REPUBLIKA.CO.ID, MAKASSAR -- Harga bahan bakar minyak (BBM) kembali mengalami kenaikan sebesar Rp 500. Menanggapi lonjakan yang sangat cepat ini, Ketua Asosiasi Pengusaha Indonesia (APINDO) Sulsel La Tunreng mengatakan, kenaikan ini akan sangat berdampak untuk dunia usaha.
Selain menurutnya, masalah kesejahteraan pekerja dalam hal ini gaji, jelas harus naik karena hal tersebut tidak bisa dipisahkan. Apalagi kemudian investasi bisa saja terganggu.
"Saat ini kondisi dunia usaha sedang kurang bagus. Ditambah kenaikan BBM, roda perekenomian pasti akan tergangi. Diperparah dengan isu-isu soal kebijakan yang lain dimana dapat menganggu dunia usaha," katanya, Ahad (29/3).
Hal senada terlontar dari Pengamat Ekonomi Muh Ali. Akademisi yang juga Wakil Rektor II Unhas ini mengatakan bahwa kenaikan BBM memang akan mempengaruhi dunia usaha.
Namun ia meminta kepada pemerintah pusat maupun provinsi agar dapat menjaga kestabilan harga sehingga tidak ikut melonjak naik. Pemerintah juga diminta memperbaiki distribusi logistik sehingga barang mudah didapat.
"Untuk awalnya memang ini akan mempengaruhi semua aspek, namun pemerintah diharapkan bisa melakukan pengendalian harga agar tidak terlalu melonjak naik," ujarnya.
Sementara, Gubernur Sulawesi Selatan (Sulsel) Syahrul Yasin Limpo mengatakan, pihaknya akan langsung mengkaji besaran dampak kenaikan harga Bahan Bakar Minyak (BBM). Kenaikan harga itu lebih cepat dari rencana yang akan dilakukan oleh pemerintah pusat pada 1 April mendatang. Namun Syahrul belum dapat membeberkan langkah antisipasi yang dilakukan
"Untuk mengantisipasi adanya gejolak dari kenaikan BBM ini. Dengan kondisi harga BBM yang tidak menentu, pemerintah daerah masih membutuhkan waktu untuk mengkaji dampak dan antisipasi," jelasnya.
Dia juga mengkritisi langkah pemerintah pusat yang mengakibatkan harga BBM tidak stabil. Syahrul menyebut, dengan kondisi ini dampak yang ada cukup besar, apalagi dalam menjaga stabilisasi harga. Misalnya jika harga BBM naik akan diikuti kenaikan beberapa komponen, sedangkan kalau BBM turun, tapi saat harga barang tidak ikut turun.

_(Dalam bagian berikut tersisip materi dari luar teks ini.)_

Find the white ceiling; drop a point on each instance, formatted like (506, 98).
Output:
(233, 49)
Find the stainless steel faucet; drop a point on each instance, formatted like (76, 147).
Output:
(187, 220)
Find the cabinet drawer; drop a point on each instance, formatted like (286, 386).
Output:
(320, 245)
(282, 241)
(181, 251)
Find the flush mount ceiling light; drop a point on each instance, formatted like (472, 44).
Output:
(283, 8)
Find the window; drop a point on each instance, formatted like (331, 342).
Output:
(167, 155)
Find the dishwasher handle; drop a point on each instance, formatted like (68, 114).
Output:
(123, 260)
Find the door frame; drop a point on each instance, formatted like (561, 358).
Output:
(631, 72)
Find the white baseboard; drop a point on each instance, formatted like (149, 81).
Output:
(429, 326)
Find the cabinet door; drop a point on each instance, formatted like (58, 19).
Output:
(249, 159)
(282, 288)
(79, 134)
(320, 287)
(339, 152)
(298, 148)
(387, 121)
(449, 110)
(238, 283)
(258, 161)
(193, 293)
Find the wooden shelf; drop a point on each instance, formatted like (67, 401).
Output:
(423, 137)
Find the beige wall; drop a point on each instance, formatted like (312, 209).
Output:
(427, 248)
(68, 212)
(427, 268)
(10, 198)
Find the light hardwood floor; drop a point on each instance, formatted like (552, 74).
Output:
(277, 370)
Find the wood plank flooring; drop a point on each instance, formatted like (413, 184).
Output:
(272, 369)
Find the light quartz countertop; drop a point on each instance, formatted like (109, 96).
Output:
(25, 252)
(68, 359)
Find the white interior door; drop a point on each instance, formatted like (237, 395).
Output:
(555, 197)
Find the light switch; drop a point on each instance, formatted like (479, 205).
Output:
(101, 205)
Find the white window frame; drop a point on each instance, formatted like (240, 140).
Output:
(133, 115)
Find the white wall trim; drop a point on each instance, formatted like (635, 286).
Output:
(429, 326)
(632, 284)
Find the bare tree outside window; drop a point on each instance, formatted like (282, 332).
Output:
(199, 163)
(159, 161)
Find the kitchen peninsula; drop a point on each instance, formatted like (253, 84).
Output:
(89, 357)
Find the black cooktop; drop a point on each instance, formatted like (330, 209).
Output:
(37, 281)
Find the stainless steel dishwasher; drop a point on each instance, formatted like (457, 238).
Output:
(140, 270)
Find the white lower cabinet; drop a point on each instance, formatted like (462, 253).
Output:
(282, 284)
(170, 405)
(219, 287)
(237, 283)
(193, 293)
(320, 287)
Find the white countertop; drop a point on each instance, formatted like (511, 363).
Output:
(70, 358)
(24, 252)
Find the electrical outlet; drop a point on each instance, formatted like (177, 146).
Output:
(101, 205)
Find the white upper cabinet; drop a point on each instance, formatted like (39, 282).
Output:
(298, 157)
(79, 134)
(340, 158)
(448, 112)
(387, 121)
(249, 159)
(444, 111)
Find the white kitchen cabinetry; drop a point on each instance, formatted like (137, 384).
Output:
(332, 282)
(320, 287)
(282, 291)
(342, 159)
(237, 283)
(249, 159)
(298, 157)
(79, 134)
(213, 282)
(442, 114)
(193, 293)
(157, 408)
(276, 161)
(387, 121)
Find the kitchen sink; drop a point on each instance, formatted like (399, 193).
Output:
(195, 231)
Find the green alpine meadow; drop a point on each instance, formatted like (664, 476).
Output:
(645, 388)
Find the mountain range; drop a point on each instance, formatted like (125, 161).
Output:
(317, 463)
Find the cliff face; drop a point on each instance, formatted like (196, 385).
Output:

Kondisi seperti itu menurut Syahrul menjadi tugas rumah yang harus diantisipasi pemerintah, baik pusat maupun daerah. Seharusnya menurut dia, pemerintah pusat bisa memperhitungkan dampak kenaikan dengan terperinci.
"Karena untuk mestabilkan harga berbagai barang kebutuhan pokok membutuhkan campur tangan dari semua pemangku kebijakan ekonomi," tandasnya.